Industry executives believe the new rule’s structure won’t dissuade fleets from choosing to lease instead of buy assets.
“We do not anticipate any material impact on our customer base or sales trajectory from recently announced changes,” ArtGarcia, chief financial officer of Ryder System Inc., told Transport Topics earlier this month. “Ryder customers are generally not outsourcing for the purpose of balance-sheet treatment. Their outsourcing decisions are driven by the economics of our offering and the desire for cash flow and profit and loss savings. In addition, over 90% of Ryder’s full-service lease customers are privately held, so balance-sheet presentation is less important. Credit rating agencies also already consider lease obligations in their analysis.”
However, Garcia also said, “The standard creates more accounting and reporting around a process that is relatively simple today.”
For example, Garcia said, “The standard requires the capitalization and subsequent amortization of the lease component of the asset obligation. Although the standard creates more administrative work around a lease, it does not change the core value proposition of our product offering.”
“The big win for our industry is [leases are] a non-debt liability and will not impact our customers’ debt covenants or financial and operating metrics,” Penske Truck Leasing CFO Frank Cocuzza said. “The new FASB rule does not fundamentally impact the operational improvements and economic benefits our customers realize.”
Rob Thull, chairman of trailer and intermodal equipment lessor Milestone Equipment Corp., said some long-term lessors could switch to buying assets for tax reasons.

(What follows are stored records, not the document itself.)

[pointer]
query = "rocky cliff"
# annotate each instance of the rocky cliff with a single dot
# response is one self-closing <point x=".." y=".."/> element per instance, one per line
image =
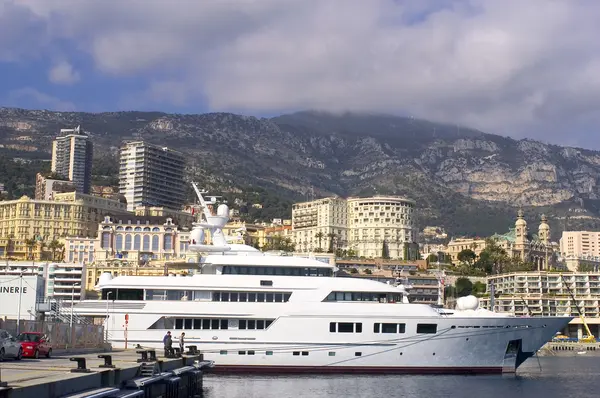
<point x="464" y="179"/>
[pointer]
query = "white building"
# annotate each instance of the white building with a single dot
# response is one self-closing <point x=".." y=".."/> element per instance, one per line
<point x="542" y="293"/>
<point x="19" y="295"/>
<point x="60" y="280"/>
<point x="315" y="223"/>
<point x="151" y="175"/>
<point x="72" y="154"/>
<point x="380" y="226"/>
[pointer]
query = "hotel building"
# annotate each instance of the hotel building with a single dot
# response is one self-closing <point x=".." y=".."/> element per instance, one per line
<point x="380" y="226"/>
<point x="151" y="175"/>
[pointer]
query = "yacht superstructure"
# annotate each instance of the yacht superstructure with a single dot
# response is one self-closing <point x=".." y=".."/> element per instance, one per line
<point x="253" y="312"/>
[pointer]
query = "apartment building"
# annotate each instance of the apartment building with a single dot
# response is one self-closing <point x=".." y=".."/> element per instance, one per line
<point x="47" y="186"/>
<point x="151" y="175"/>
<point x="549" y="294"/>
<point x="380" y="226"/>
<point x="72" y="154"/>
<point x="68" y="214"/>
<point x="320" y="223"/>
<point x="580" y="243"/>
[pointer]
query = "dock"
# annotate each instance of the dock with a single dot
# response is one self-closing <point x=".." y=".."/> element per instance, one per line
<point x="127" y="373"/>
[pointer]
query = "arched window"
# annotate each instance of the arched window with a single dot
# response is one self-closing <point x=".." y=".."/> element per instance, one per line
<point x="168" y="242"/>
<point x="119" y="242"/>
<point x="105" y="240"/>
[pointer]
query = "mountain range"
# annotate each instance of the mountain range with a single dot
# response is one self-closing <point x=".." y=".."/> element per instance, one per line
<point x="464" y="180"/>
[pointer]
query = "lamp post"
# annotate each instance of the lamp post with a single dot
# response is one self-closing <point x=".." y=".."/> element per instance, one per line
<point x="72" y="304"/>
<point x="106" y="322"/>
<point x="19" y="305"/>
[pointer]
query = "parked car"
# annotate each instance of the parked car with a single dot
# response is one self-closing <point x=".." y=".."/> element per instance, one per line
<point x="9" y="346"/>
<point x="35" y="344"/>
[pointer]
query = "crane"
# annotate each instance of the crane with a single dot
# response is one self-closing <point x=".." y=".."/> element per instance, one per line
<point x="589" y="338"/>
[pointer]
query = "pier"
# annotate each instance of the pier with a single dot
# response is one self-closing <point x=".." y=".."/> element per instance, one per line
<point x="130" y="373"/>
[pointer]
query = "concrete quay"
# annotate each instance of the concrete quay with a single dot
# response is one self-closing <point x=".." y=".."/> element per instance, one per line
<point x="124" y="374"/>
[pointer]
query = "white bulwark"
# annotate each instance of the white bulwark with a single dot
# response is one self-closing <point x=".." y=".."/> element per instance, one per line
<point x="28" y="289"/>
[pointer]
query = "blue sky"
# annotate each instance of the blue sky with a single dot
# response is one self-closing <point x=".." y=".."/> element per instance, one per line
<point x="510" y="67"/>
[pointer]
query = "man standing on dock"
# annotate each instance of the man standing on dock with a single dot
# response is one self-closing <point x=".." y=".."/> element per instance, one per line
<point x="181" y="341"/>
<point x="167" y="342"/>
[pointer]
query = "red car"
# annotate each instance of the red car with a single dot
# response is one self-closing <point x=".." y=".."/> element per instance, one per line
<point x="34" y="344"/>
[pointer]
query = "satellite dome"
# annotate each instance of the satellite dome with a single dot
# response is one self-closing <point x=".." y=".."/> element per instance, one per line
<point x="223" y="210"/>
<point x="105" y="278"/>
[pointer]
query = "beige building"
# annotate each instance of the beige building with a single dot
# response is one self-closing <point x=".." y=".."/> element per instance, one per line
<point x="315" y="223"/>
<point x="46" y="187"/>
<point x="370" y="227"/>
<point x="580" y="243"/>
<point x="43" y="221"/>
<point x="544" y="293"/>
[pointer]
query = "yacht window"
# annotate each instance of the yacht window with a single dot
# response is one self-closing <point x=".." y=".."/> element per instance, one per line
<point x="427" y="328"/>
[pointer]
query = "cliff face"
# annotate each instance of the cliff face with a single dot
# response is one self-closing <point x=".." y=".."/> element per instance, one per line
<point x="450" y="170"/>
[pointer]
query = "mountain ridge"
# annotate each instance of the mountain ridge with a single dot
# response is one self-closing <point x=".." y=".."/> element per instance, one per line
<point x="455" y="173"/>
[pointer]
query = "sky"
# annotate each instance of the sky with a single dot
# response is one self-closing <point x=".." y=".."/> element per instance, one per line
<point x="510" y="67"/>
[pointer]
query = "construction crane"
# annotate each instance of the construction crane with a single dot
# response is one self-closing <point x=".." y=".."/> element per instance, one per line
<point x="589" y="338"/>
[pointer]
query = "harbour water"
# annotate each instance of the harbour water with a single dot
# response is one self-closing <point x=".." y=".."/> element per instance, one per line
<point x="572" y="377"/>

On the other hand, the new standards should be “a great opportunity” for short- and medium-term lessors who may have rented equipment before.
“We can design very cost-effective packages that won’t require companies to load up on the debt side of their balance sheet,” Thull told TT. “I wish these regulations had come sooner.”
The new standard, Bosco said, should continue to be attractive to small and midsize fleets because they won’t have to borrow to raise capital, or issue commercial paper that may not be feasible given a company’s size or resources.
Jacoby noted that an important FASB change advocated by industry officials should aid lessors and lessees alike. FASB ultimately decided that lease costs should be recognized in a “straight-line” approach, instead of having to recognize all costs when the lease began. Trala and ELFA maintained the upfront approach would discourage leasing.
Bosco added that the FASB standard for leasing accounting differs in part from international lease accounting pronouncements. Because the standards are applied based on a lessor’s headquarters, global companies such as Ryder will follow the U.S. standard, he said.
Ryder and Penske Logistics, parent of the truck leasing unit, rank Nos. 13 and 29, respectively, on the Transport Topics Top 100 list of the largest U.S. and Canadian for-hire carriers.